Thickeners are more fascinating and challenging than what process people in general believe.

I had had a clarometer working for 4 years and it was running straight to the floc pump. Having said that it needed weekly attention from the met tech even in a pretty benign environment (sulphide float tails). Also, the control wasn't ideal due to problems inherent with sampling for a clarometer. But even with the cycling the consumption was 30% less than when left in manual. That thickener was run with a very high and stable bed mass (those loops worked well) and at about 130% of design throughput (it is a supaflo HRT thickener -- "floc miser" feed well). Any potential "pump wear" of a mono pump running on floc would be slow enough for the feedback loop to deal with.

I agree 100% that maintaining the inventory as indicated by bedmass (pressure gauge) is the best way to control a thickener.
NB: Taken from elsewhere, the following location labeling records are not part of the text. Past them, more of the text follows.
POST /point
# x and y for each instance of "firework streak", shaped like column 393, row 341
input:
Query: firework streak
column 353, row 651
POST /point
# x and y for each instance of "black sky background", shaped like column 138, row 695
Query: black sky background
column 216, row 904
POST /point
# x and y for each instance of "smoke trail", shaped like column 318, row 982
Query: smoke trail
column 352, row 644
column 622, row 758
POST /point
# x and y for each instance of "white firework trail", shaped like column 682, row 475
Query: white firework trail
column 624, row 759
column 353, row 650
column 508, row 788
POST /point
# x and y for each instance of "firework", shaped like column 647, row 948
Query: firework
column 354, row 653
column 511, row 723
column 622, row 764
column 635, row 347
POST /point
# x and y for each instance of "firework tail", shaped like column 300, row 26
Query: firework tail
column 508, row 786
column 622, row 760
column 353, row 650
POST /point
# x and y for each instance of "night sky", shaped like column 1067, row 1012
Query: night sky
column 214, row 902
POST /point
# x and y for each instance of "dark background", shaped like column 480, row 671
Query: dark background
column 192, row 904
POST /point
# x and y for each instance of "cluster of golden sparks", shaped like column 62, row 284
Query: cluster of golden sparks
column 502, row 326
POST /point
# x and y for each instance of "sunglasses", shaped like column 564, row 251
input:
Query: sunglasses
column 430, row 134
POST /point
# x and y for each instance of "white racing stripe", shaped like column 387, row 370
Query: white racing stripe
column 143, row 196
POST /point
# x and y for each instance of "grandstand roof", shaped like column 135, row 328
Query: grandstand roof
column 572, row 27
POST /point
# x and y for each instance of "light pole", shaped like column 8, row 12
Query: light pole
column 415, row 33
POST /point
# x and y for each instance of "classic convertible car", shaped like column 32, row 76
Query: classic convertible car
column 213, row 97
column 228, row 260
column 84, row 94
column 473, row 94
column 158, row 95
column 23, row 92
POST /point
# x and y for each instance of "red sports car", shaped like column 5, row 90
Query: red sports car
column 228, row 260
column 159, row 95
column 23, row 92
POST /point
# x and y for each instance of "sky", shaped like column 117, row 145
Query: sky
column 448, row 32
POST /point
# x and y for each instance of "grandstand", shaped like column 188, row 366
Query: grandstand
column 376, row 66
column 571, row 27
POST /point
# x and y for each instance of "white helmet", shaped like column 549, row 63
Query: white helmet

There are some details to actually doing this, but they were worked out in the 70's -- well documented by F.G. Shinksey for other applications. Stopping the thickener ever seeing underflow pumping disturbances is crucial -- this is where you need to put your flow meters (albeit more expensive ones).

Secondary dilution is best achieved with a floc box on the bridge -- these are made by Outotec so I'll leave the sales pitch out of this discussion!

Back to the original topic, you need to make a decision with floc plants between volume measurement weight measurements of the primary dose of powdered floc. The extra expense of actual weight measurement might be easy to justify if you expect poor maintenance practices or have a humid environment to deal with.